Food Antibody testing is one of my favorite tools for helping patients take charge of their own health, especially if there is a chronic inflammatory concern such as eczema, joint pain, digestive upset, or even mental agitation. Virtually all chronic disease has an underlying inflammatory component–that is, any long-term health issue, regardless of what system of the body it effects, is the result of ongoing inflammation.
So what is inflammation?
It is the natural process the body uses to repair damage to the system and get rid of organisms that make us sick. When an infectious agent such as a virus or bacteria enter the body, our immune system will recognize that foreign agent and attack it. White blood cells are our immune cells that mount this attack. Specialized white blood cells will make a “flag”, called an antibody, that recognize certain proteins as foreign. When they recognize a protein, those antibodies will attach themselves to those proteins (that often are part of a virus or bacteria) and signal the rest of the immune system to eradicate it. Other white blood cells will engulf the protein, digest it, and then spit out the remains of that protein to be eliminated by the lymph system. This process produces inflammation, which we experience as redness, swelling, heat, and the production of mucus.

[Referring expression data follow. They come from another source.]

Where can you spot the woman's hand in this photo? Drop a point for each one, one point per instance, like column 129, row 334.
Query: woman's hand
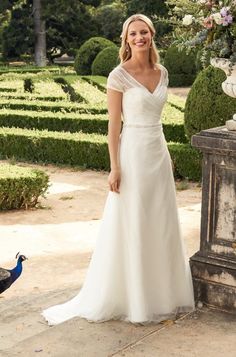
column 114, row 180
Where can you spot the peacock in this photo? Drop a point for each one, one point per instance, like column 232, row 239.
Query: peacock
column 7, row 277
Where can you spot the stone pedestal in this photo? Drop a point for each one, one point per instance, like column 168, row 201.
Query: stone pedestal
column 214, row 265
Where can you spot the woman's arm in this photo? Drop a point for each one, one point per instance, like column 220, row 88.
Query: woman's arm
column 114, row 102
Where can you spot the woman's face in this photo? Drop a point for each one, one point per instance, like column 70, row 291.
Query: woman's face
column 139, row 36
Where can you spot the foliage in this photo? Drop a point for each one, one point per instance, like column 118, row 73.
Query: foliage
column 106, row 16
column 207, row 24
column 105, row 61
column 69, row 24
column 87, row 53
column 181, row 67
column 67, row 88
column 156, row 10
column 87, row 150
column 74, row 122
column 207, row 106
column 20, row 187
column 67, row 122
column 28, row 85
column 186, row 160
column 53, row 106
column 66, row 25
column 18, row 36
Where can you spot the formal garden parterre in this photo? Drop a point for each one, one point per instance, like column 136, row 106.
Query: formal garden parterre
column 48, row 126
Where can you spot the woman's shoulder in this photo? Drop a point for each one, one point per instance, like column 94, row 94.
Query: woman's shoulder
column 115, row 80
column 162, row 68
column 116, row 71
column 165, row 73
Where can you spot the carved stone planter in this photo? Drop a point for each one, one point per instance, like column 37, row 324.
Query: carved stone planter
column 214, row 265
column 229, row 85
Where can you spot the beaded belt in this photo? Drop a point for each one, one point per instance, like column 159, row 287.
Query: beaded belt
column 142, row 125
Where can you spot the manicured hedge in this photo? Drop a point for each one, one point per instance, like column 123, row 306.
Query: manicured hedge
column 87, row 123
column 57, row 106
column 67, row 88
column 175, row 133
column 28, row 69
column 72, row 122
column 207, row 106
column 27, row 96
column 20, row 187
column 2, row 89
column 87, row 150
column 187, row 161
column 94, row 80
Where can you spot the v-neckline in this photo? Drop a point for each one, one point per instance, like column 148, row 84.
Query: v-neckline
column 160, row 79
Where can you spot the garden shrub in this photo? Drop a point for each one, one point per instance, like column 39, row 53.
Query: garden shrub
column 67, row 88
column 20, row 187
column 74, row 122
column 207, row 106
column 181, row 67
column 57, row 106
column 30, row 96
column 87, row 53
column 105, row 61
column 87, row 150
column 97, row 81
column 28, row 85
column 71, row 122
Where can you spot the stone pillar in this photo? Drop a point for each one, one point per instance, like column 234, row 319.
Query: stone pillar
column 214, row 265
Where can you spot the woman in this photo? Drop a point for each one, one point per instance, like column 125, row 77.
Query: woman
column 138, row 271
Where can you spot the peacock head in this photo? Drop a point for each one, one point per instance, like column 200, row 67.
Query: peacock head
column 20, row 257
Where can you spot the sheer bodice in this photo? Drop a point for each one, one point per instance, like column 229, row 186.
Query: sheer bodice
column 139, row 270
column 139, row 105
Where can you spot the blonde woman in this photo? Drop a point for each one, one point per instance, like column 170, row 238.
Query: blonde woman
column 139, row 271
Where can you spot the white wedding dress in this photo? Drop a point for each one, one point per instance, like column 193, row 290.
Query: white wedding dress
column 139, row 271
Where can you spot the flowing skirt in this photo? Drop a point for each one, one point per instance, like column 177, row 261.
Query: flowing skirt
column 139, row 271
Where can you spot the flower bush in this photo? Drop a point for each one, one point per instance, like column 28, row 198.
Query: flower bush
column 209, row 25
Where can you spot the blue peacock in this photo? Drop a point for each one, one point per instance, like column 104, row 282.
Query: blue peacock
column 7, row 277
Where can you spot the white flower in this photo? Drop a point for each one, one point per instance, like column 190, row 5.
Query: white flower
column 217, row 18
column 187, row 20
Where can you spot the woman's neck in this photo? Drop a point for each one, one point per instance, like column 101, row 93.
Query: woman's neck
column 140, row 61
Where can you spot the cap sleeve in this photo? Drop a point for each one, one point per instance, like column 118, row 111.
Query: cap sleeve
column 165, row 75
column 114, row 81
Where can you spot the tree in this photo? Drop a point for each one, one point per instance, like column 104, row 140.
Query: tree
column 40, row 35
column 156, row 10
column 18, row 35
column 108, row 15
column 66, row 23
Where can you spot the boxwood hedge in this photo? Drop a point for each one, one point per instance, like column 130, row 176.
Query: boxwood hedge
column 87, row 150
column 20, row 187
column 74, row 122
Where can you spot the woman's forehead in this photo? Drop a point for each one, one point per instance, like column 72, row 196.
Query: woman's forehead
column 138, row 25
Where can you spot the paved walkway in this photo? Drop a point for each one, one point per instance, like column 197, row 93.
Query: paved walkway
column 59, row 240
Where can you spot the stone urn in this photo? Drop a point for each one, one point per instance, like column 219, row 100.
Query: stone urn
column 229, row 85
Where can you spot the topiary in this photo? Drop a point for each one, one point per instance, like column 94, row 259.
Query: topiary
column 87, row 53
column 181, row 67
column 207, row 106
column 105, row 61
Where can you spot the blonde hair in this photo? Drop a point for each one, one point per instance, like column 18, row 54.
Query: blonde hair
column 125, row 51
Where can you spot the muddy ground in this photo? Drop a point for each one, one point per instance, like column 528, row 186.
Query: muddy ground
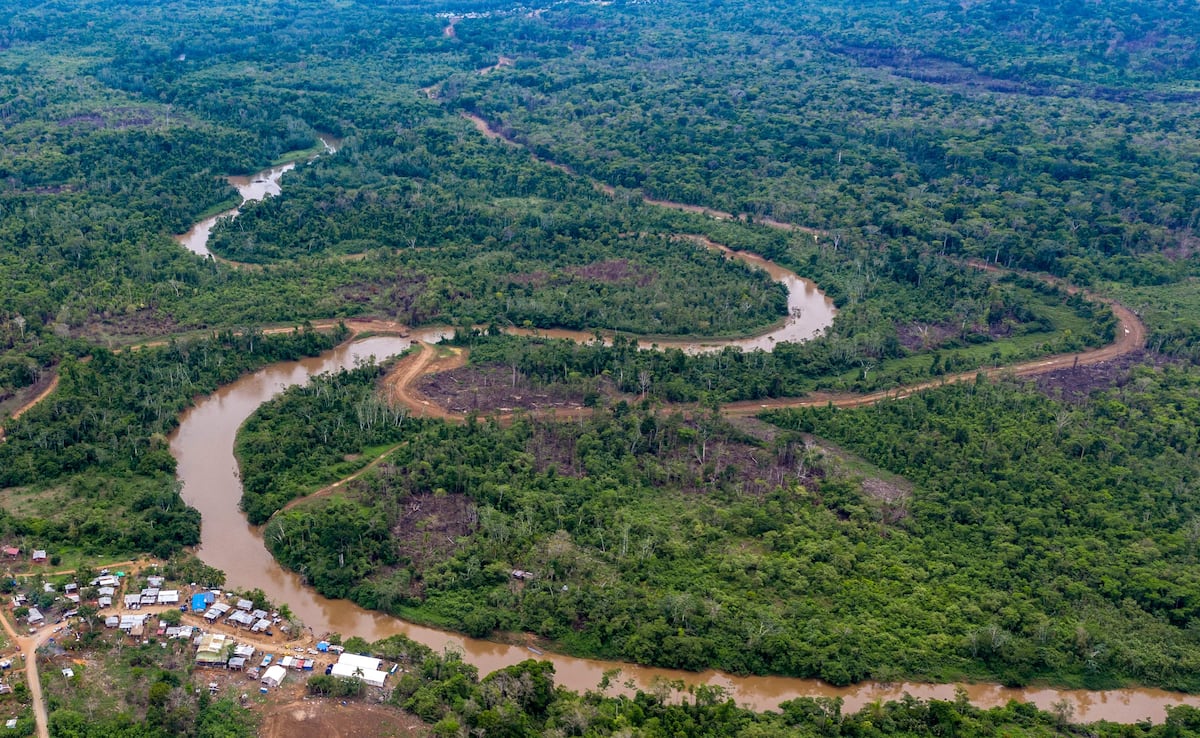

How does this relate to foods?
Well, in some cases, the body will recognize other proteins that come into the system as foreign. This can include things like pollen, cat dander, mold spores, or proteins in foods. The body will mount a similar type of attack as described above on these proteins in the body even though they aren’t necessarily pathogens (bugs that will make us sick). Instead, we call them allergens. If we are continually exposed to these allergens, the body will chronically produce inflammation. While a food may not be the agent that initially triggered the inflammatory response, the body may continue to have an inflammatory response if the food is eaten regularly. Although foods may not be the only cause of chronic inflammation, they are one factor that can easily be changed without medication that can make a great impact on reducing the inflammatory response.
So what is IgG testing?
IgG is a type of antibody–the “flags” the body uses to tell the immune system to make inflammation in a specific place. Our body makes a range of types of antibodies that all do something slightly different. For instance, IgE antibodies are associated with immediate sensitivity reactions–if you know anyone allergic to peanuts or shellfish, for example, you may have seen that type of immediate reaction where the body reacts right away. IgG is a delayed antibody that may take several hours or even a couple of days to react, so it can be quite difficult to pick it out which food is causing the inflammatory response. For this reason, a delayed food sensitivity can manifest as some of the more ongoing types of reactions, such as joint pain, IBS, eczema, chronic sinus issues, asthma, autoimmune thyroid disease, and even chronic mental agitation. Of course, we can eliminate and reintroduce foods to our diet without any testing, but elimination diets can be laborious and confusing. When we test first, it gives us an idea of the best foods to eliminate first instead of choosing blindly. Several clinical trials in recent years have found that using IgG testing to guide food elimination can have a positive impact on many chronic issues, including inflammatory bowel disease, eczema, and migraine headaches.
Once I find out which foods I’m reacting to, what do I do?
This is my favorite part, because it allows us to be scientists with our own bodies. In a nutshell, the scientific method involves taking a system, changing something within the system, and observing the changes. When we actively change the diet, and pay attention to what happens, we do a little scientific experiment on ourselves that gives us the power to decide how we are going to feel each day based on the decisions we make. When we do a food elimination, I like for you to eliminate all the potential offending foods that may be causing inflammation in your body. We give your body a few weeks–usually 4 to 6 weeks–to help the system come to a more neutral state. At this point, you note how you feel without all of those foods.
How Do I Reintroduce Foods?
Once you have eliminated foods for an appropriate amount of time, we will start to reintroduce foods one at a time. You will find that one of three things happens: 1. You take away a food, feel no different, then add it back, and feel no different. 2. You take a away a food, feel better, then add it back and feel obviously worse. Or 3. Somewhere in the middle–you take away a food, feel better, then you can add it back in a dose-dependent fashion and feel ok. (for example–you can tolerate eggs in baked goods but don’t feel well when you eat scrambled eggs for breakfast). When you reintroduce a food and find it bothers you, I recommend continuing to stay off of that food for at least 6 months. For some people, a food intolerance will last for life, but for some, if the body becomes healthier and more robust overall they will be able to successfully reintroduce foods.
The knowledge you gain from eliminating and reintroducing foods helps develop what I view as the most powerful tool you have to maintain your health: self awareness. The more aware we are, the more powerfully we can act. When we understand how our actions influence our overall state of health, we gain the ability to work as our own doctors.
Thank you for letting me be a part of your health journey!